June 3, 2005
Misadventures on the land higher than usual
SARA MINOGUE
The first part of 2005 has been one of the busier years for Iqaluit's search
and rescue group, says Jimmy Akavak, the RCMP search and rescue spokesperson.
Akavak was also out on the ice this past weekend. At this time of year, he
says, "if there's a crack behind you, it will more than likely be coming
off."
Two weeks ago, four women were rescued on Monday after they didn't show up
to work that morning.
The women were camping at a cabin and ran out of fuel to get home after driving
around Frobisher's Farthest in foggy weather on Sunday and getting disoriented.
They made it back to their cabin and waited for help. Searchers found them by
noon after checking out two places the women usually visited.
This month, another Iqaluit man found himself underneath his skidoo when he
went through the water just past the breakwater.

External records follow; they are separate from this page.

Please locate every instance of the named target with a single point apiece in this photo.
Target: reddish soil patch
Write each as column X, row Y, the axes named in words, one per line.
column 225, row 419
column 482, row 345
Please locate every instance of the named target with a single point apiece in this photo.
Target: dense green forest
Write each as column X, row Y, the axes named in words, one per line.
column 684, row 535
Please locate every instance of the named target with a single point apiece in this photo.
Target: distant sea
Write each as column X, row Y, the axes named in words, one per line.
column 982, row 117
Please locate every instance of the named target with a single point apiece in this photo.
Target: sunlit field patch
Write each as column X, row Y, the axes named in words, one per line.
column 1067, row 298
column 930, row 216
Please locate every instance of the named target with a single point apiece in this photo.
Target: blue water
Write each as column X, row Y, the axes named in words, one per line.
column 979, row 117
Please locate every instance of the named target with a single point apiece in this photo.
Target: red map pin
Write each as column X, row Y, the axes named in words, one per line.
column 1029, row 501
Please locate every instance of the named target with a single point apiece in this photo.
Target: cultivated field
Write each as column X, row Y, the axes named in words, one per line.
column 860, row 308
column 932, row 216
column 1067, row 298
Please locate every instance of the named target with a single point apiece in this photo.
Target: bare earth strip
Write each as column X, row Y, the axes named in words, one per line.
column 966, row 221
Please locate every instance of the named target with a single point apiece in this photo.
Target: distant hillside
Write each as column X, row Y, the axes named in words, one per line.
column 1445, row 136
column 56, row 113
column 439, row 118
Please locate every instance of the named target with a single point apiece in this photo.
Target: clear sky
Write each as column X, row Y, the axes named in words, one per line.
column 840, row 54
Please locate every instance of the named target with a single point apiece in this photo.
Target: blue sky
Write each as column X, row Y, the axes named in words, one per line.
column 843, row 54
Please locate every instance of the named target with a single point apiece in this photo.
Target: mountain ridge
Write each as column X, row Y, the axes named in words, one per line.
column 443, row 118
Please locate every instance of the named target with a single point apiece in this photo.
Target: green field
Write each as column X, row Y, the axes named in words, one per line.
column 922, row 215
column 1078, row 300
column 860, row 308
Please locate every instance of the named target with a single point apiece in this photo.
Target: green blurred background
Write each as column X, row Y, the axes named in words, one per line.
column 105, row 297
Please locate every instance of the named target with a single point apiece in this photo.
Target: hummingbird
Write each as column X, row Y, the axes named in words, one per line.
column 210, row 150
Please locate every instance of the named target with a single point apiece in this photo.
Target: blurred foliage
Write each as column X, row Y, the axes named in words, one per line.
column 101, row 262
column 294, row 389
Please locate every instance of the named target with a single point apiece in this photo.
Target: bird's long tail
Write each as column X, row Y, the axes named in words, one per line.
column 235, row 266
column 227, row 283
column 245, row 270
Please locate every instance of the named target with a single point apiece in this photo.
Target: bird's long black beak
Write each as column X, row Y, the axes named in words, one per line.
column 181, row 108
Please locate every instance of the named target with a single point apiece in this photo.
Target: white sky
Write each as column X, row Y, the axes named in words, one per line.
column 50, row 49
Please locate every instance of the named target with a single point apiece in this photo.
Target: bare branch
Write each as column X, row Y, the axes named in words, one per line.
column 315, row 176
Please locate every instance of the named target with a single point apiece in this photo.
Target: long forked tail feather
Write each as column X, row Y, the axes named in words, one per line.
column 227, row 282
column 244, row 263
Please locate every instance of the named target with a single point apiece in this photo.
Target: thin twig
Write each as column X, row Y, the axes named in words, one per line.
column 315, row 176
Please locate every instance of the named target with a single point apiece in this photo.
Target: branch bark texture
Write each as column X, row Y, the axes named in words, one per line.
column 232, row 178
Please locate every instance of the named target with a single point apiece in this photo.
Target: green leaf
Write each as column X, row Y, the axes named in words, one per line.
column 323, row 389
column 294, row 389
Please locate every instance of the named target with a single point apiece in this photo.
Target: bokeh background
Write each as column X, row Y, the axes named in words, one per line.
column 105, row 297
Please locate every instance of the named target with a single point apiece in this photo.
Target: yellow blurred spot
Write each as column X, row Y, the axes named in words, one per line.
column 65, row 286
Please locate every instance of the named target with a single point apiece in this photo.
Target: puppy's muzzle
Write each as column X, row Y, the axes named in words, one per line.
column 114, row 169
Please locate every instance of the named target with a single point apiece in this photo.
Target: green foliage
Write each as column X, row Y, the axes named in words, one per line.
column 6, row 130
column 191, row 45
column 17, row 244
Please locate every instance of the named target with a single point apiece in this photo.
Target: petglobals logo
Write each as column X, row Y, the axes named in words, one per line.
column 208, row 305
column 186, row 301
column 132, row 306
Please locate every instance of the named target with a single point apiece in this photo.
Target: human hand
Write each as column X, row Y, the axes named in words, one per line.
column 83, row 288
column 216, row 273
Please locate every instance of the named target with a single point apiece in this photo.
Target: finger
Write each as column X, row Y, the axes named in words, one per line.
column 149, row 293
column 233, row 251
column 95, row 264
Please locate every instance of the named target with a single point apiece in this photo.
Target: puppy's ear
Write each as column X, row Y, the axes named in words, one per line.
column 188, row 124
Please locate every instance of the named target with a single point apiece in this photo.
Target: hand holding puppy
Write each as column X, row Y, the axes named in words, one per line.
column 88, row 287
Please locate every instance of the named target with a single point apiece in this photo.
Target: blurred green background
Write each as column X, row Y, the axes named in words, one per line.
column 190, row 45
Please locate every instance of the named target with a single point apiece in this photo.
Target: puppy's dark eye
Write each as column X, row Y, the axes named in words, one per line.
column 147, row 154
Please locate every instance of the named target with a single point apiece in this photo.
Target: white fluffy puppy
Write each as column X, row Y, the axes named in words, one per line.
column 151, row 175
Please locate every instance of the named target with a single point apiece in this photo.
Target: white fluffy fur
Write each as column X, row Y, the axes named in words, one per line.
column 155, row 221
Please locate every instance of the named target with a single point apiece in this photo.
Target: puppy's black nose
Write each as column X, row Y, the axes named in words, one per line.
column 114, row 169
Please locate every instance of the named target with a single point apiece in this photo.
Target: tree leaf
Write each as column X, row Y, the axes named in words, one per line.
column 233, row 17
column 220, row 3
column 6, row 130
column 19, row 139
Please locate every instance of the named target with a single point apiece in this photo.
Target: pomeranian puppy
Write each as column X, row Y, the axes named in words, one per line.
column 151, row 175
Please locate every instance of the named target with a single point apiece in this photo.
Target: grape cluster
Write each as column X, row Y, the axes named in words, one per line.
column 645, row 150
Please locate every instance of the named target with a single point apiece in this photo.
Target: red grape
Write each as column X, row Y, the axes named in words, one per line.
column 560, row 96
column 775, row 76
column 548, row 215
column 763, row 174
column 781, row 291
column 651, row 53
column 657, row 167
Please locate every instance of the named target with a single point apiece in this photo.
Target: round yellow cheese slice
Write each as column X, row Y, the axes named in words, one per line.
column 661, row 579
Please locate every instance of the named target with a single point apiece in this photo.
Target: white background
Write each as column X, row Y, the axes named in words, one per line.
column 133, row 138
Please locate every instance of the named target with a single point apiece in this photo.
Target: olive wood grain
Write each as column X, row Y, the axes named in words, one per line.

On May long weekend, John Vander Velde and three others spent an extra night
at a cabin in Ward Inlet after finding they couldn't cross a lake that had been
frozen solid just two days earlier.
That group had three GPS receivers and two satellite phones. Instead of fighting
through ice and slush, they used the phone to charter a helicopter to bring
them back to town, and left their snowmobiles behind for the summer.
Vander Velde's advice to anyone going out on the land is to plan for an extra
few days, tell people where you're going and take a satellite phone and GPS,
or even a cell phone.
His traveling companion also reminds anyone with a GPS to drop by the wildlife
officer to upload the coordinates of the cabins around Iqaluit.